Avshalom · 2024-04-24T09:12:19.000000Z

It comes (like a lot of Ada) from Pascal I don't know what the current state of Pascal is to be able to compare but probably a bit more elaborate.

sn9 · 2024-04-24T20:35:41.000000Z

There's a recent textbook for Dafny aimed at undergraduates with a bit of programming experience. [0]

[0] https://mitpress.mit.edu/9780262546232/program-proofs/

xpe · 2024-04-24T01:33:46.000000Z

Looks like it has been around since 2008:

https://www.microsoft.com/en-us/research/project/dafny-a-lan...

> K. Rustan M. Leino. Dafny: An Automatic Program Verifier for Functional Correctness. In LPAR-16, volume 6355 of LNCS, pages 348-370. Springer, 2010.

> K. Rustan M. Leino. Specification and verification of object-oriented software. In Engineering Methods and Tools for Software Safety and Security, volume 22 of NATO Science for Peace and Security Series D: Information and Communication Security, pages 231-266. IOS Press, 2009.

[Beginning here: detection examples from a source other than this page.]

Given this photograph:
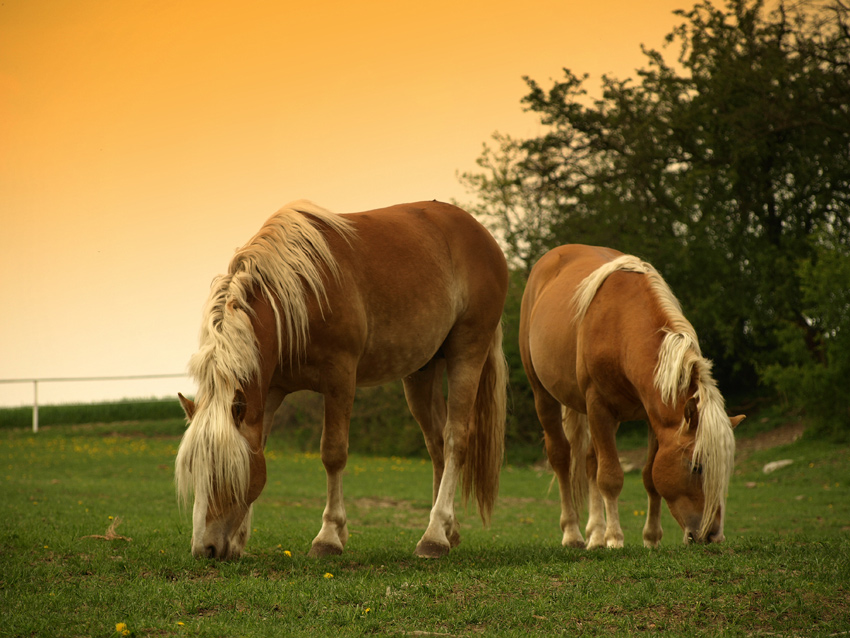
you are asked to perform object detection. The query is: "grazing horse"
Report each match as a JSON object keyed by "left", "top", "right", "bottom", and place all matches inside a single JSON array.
[
  {"left": 520, "top": 245, "right": 744, "bottom": 548},
  {"left": 175, "top": 201, "right": 508, "bottom": 559}
]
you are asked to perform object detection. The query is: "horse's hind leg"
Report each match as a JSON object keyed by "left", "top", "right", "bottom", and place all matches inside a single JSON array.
[
  {"left": 587, "top": 397, "right": 623, "bottom": 548},
  {"left": 643, "top": 427, "right": 663, "bottom": 548},
  {"left": 404, "top": 359, "right": 460, "bottom": 547},
  {"left": 533, "top": 398, "right": 584, "bottom": 548},
  {"left": 310, "top": 386, "right": 354, "bottom": 556},
  {"left": 416, "top": 326, "right": 489, "bottom": 558}
]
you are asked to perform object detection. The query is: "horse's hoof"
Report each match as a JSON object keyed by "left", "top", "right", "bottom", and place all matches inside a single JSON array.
[
  {"left": 415, "top": 541, "right": 451, "bottom": 558},
  {"left": 307, "top": 542, "right": 342, "bottom": 558},
  {"left": 449, "top": 530, "right": 460, "bottom": 548}
]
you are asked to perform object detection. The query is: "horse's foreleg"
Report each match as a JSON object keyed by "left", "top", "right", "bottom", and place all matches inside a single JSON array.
[
  {"left": 404, "top": 359, "right": 446, "bottom": 506},
  {"left": 588, "top": 401, "right": 623, "bottom": 548},
  {"left": 643, "top": 427, "right": 664, "bottom": 548},
  {"left": 310, "top": 389, "right": 354, "bottom": 556}
]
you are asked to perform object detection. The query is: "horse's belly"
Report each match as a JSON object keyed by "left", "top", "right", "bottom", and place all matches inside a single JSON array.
[
  {"left": 357, "top": 327, "right": 448, "bottom": 386},
  {"left": 529, "top": 323, "right": 585, "bottom": 412}
]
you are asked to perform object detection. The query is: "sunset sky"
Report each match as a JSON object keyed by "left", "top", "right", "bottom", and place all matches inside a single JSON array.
[{"left": 0, "top": 0, "right": 693, "bottom": 405}]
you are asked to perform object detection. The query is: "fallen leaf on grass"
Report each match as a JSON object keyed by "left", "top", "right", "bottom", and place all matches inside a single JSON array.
[{"left": 83, "top": 516, "right": 133, "bottom": 541}]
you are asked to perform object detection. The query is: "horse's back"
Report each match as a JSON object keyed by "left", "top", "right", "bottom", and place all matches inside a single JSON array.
[
  {"left": 520, "top": 244, "right": 647, "bottom": 412},
  {"left": 311, "top": 202, "right": 507, "bottom": 385}
]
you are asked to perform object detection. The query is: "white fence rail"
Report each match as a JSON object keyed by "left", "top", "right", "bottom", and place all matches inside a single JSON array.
[{"left": 0, "top": 372, "right": 188, "bottom": 432}]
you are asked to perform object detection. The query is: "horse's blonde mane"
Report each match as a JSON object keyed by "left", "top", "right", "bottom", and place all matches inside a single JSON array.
[
  {"left": 573, "top": 255, "right": 735, "bottom": 536},
  {"left": 175, "top": 200, "right": 354, "bottom": 510}
]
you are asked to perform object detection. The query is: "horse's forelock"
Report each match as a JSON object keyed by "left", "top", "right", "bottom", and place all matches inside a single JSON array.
[
  {"left": 174, "top": 393, "right": 250, "bottom": 506},
  {"left": 693, "top": 370, "right": 735, "bottom": 537}
]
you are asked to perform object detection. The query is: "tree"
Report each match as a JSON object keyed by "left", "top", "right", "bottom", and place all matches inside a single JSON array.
[{"left": 462, "top": 0, "right": 850, "bottom": 436}]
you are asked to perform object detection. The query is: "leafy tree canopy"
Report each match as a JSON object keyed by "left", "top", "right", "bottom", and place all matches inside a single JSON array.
[{"left": 460, "top": 0, "right": 850, "bottom": 438}]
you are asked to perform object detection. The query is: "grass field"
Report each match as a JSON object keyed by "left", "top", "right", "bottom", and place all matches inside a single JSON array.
[{"left": 0, "top": 420, "right": 850, "bottom": 637}]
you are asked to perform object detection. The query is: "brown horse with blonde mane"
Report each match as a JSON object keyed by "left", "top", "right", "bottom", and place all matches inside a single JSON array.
[
  {"left": 175, "top": 201, "right": 507, "bottom": 559},
  {"left": 520, "top": 245, "right": 744, "bottom": 548}
]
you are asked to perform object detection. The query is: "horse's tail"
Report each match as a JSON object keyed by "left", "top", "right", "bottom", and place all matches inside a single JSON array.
[
  {"left": 463, "top": 324, "right": 508, "bottom": 524},
  {"left": 561, "top": 406, "right": 590, "bottom": 514}
]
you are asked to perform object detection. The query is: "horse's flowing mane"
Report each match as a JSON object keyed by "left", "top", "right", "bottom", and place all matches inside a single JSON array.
[
  {"left": 175, "top": 200, "right": 354, "bottom": 510},
  {"left": 573, "top": 255, "right": 735, "bottom": 536}
]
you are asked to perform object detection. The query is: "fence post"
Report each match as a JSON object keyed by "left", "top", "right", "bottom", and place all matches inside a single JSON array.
[{"left": 32, "top": 379, "right": 38, "bottom": 432}]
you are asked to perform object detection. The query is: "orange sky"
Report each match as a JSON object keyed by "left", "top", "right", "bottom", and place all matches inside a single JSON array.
[{"left": 0, "top": 0, "right": 693, "bottom": 405}]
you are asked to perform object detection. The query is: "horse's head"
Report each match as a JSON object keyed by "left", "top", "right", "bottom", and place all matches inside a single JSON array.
[
  {"left": 175, "top": 389, "right": 266, "bottom": 559},
  {"left": 645, "top": 408, "right": 744, "bottom": 543}
]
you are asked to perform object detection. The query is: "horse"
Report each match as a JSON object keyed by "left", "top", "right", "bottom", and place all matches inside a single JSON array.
[
  {"left": 175, "top": 200, "right": 508, "bottom": 559},
  {"left": 519, "top": 244, "right": 744, "bottom": 549}
]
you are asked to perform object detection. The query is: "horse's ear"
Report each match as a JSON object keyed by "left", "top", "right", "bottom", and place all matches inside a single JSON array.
[
  {"left": 177, "top": 392, "right": 195, "bottom": 421},
  {"left": 230, "top": 390, "right": 248, "bottom": 426}
]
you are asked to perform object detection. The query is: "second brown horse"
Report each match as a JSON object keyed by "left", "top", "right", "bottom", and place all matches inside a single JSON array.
[{"left": 520, "top": 245, "right": 743, "bottom": 548}]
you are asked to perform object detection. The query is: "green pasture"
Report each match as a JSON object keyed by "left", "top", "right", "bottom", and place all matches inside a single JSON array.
[{"left": 0, "top": 420, "right": 850, "bottom": 637}]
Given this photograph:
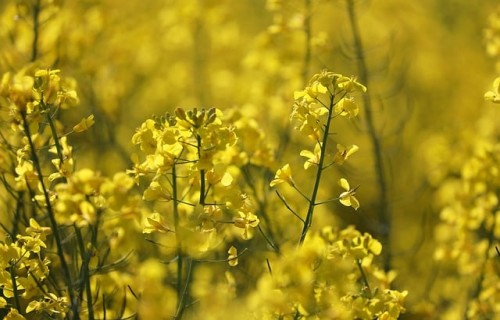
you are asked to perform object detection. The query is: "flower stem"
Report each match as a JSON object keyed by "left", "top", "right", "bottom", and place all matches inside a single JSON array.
[
  {"left": 20, "top": 111, "right": 80, "bottom": 319},
  {"left": 346, "top": 0, "right": 392, "bottom": 271},
  {"left": 299, "top": 94, "right": 335, "bottom": 247}
]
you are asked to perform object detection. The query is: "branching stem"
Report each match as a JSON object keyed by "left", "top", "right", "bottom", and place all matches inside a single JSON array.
[
  {"left": 299, "top": 94, "right": 335, "bottom": 247},
  {"left": 346, "top": 0, "right": 392, "bottom": 271}
]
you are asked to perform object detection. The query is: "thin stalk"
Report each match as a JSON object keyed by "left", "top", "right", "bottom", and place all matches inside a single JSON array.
[
  {"left": 276, "top": 0, "right": 312, "bottom": 159},
  {"left": 31, "top": 0, "right": 42, "bottom": 62},
  {"left": 9, "top": 263, "right": 22, "bottom": 312},
  {"left": 464, "top": 207, "right": 500, "bottom": 319},
  {"left": 20, "top": 111, "right": 80, "bottom": 319},
  {"left": 40, "top": 100, "right": 64, "bottom": 166},
  {"left": 302, "top": 0, "right": 312, "bottom": 86},
  {"left": 74, "top": 226, "right": 94, "bottom": 320},
  {"left": 172, "top": 163, "right": 185, "bottom": 319},
  {"left": 347, "top": 0, "right": 392, "bottom": 271},
  {"left": 299, "top": 94, "right": 335, "bottom": 247},
  {"left": 175, "top": 259, "right": 193, "bottom": 319},
  {"left": 196, "top": 134, "right": 206, "bottom": 205},
  {"left": 356, "top": 259, "right": 372, "bottom": 297}
]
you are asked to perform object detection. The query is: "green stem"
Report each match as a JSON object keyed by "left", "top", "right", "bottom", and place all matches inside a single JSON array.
[
  {"left": 172, "top": 163, "right": 185, "bottom": 319},
  {"left": 31, "top": 0, "right": 42, "bottom": 62},
  {"left": 299, "top": 94, "right": 335, "bottom": 247},
  {"left": 196, "top": 134, "right": 206, "bottom": 205},
  {"left": 347, "top": 0, "right": 392, "bottom": 271},
  {"left": 20, "top": 111, "right": 79, "bottom": 319},
  {"left": 302, "top": 0, "right": 312, "bottom": 86},
  {"left": 356, "top": 259, "right": 372, "bottom": 297},
  {"left": 9, "top": 262, "right": 22, "bottom": 314},
  {"left": 74, "top": 225, "right": 94, "bottom": 320},
  {"left": 464, "top": 207, "right": 500, "bottom": 319}
]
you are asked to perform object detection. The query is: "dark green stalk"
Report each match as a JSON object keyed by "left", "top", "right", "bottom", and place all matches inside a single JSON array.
[
  {"left": 74, "top": 225, "right": 94, "bottom": 320},
  {"left": 299, "top": 94, "right": 335, "bottom": 247},
  {"left": 31, "top": 0, "right": 42, "bottom": 62},
  {"left": 40, "top": 100, "right": 64, "bottom": 166},
  {"left": 464, "top": 207, "right": 500, "bottom": 319},
  {"left": 347, "top": 0, "right": 392, "bottom": 271},
  {"left": 172, "top": 163, "right": 185, "bottom": 319},
  {"left": 302, "top": 0, "right": 312, "bottom": 86},
  {"left": 356, "top": 259, "right": 372, "bottom": 297},
  {"left": 9, "top": 262, "right": 21, "bottom": 312},
  {"left": 196, "top": 134, "right": 206, "bottom": 205},
  {"left": 20, "top": 111, "right": 79, "bottom": 319}
]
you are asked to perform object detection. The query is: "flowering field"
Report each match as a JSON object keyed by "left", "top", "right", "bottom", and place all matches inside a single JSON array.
[{"left": 0, "top": 0, "right": 500, "bottom": 320}]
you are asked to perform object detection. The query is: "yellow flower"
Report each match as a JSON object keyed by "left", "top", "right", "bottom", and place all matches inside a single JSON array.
[
  {"left": 484, "top": 77, "right": 500, "bottom": 103},
  {"left": 227, "top": 246, "right": 238, "bottom": 267},
  {"left": 142, "top": 212, "right": 173, "bottom": 233},
  {"left": 335, "top": 97, "right": 359, "bottom": 118},
  {"left": 337, "top": 76, "right": 366, "bottom": 92},
  {"left": 333, "top": 144, "right": 359, "bottom": 164},
  {"left": 300, "top": 143, "right": 321, "bottom": 170},
  {"left": 269, "top": 163, "right": 295, "bottom": 187},
  {"left": 339, "top": 178, "right": 359, "bottom": 210},
  {"left": 73, "top": 114, "right": 95, "bottom": 132}
]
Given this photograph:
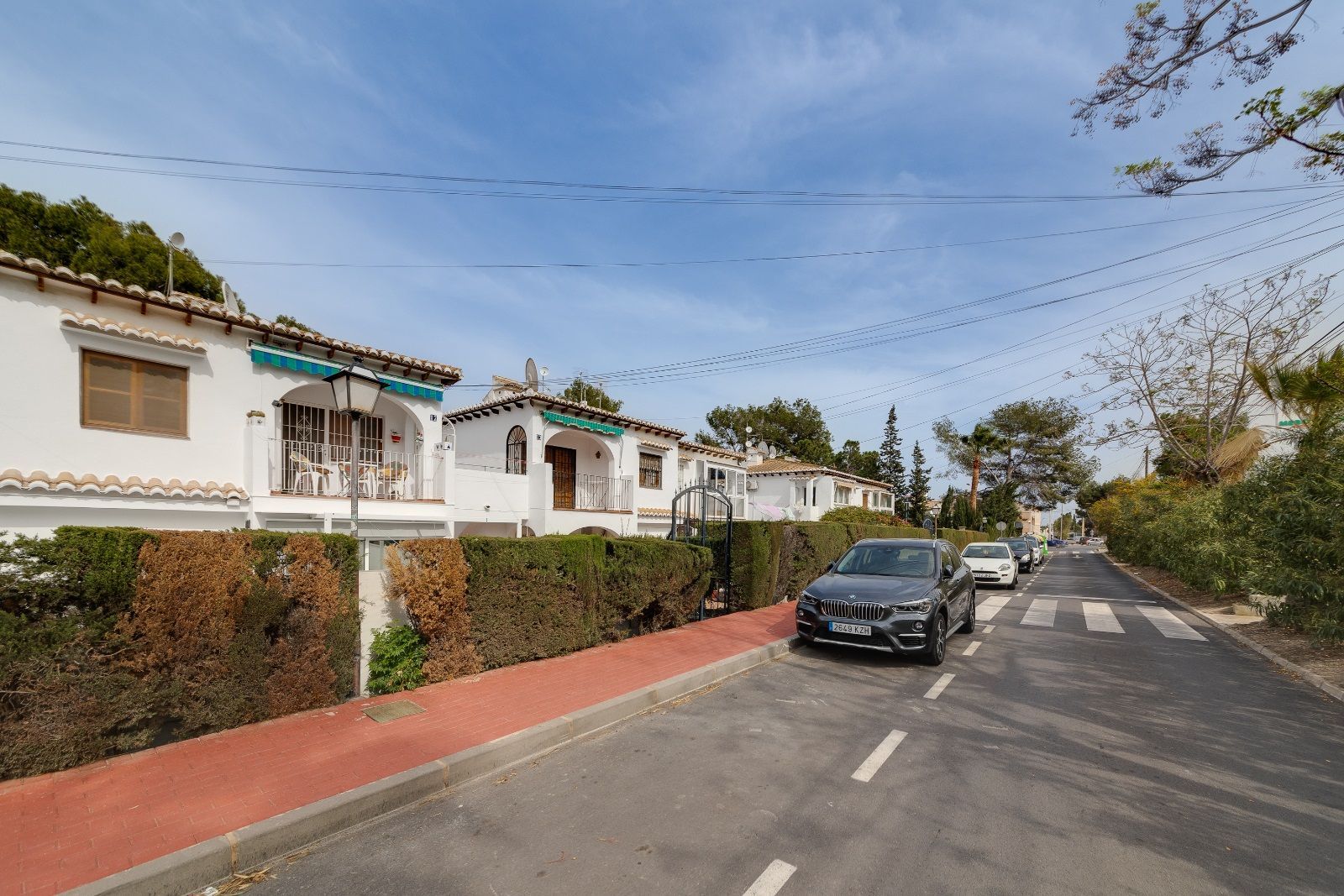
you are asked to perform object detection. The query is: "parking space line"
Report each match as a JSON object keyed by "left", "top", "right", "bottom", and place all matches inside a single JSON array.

junon · 2024-04-24T08:12:00.000000Z

Very neat. Needs Rust compilation support!

syrak · 2024-04-24T12:14:17.000000Z

For verified Rust there is also https://github.com/creusot-rs/creusot

junon · 2024-04-24T15:00:34.000000Z

Cool, thanks! Will have to look into this

MikaelMayer · 2024-04-24T17:08:14.000000Z

I'm working on it! Feel free to launch a discussion in the GitHub project if you are interested, with examples in mind, if have any questions.

r9295 · 2024-04-24T09:16:21.000000Z

Probably never gonna happen due to how unstable rustc is and due to the fact that a lot of projects require nightly.

junon · 2024-04-24T09:27:07.000000Z

It actually appears they have a rust backend, it just isn't listed in the readme.

It's also a myth that you can't generate stable rust.

_flux · 2024-04-24T10:09:54.000000Z

Surely generating Rust is not a moving target, if you choose to target stable?

r9295 · 2024-04-24T10:13:36.000000Z

It depends on how feasible stable Rust is for popular projects. Many projects mandate nightly. Even if it is a fixed nightly version, the discrepancies across nightly versions add up since they don't just add APIs, they remove them too.

_flux · 2024-04-24T16:37:29.000000Z

Unstable rustc can compile stable code. For code you'd write with Dafny I highly doubt it would be an issue. Perhaps you have a proof of the opposite?

I've only ever needed nightly when doing something a bit off the beaten path, like targeting microcontrollers. The Linux kernel is another big project that needs unstable. It's much more rare a need than you make it out to be.

junon · 2024-04-24T14:59:32.000000Z

Stable rust is inherently compatible with nightly. Especially if they're in their own crate.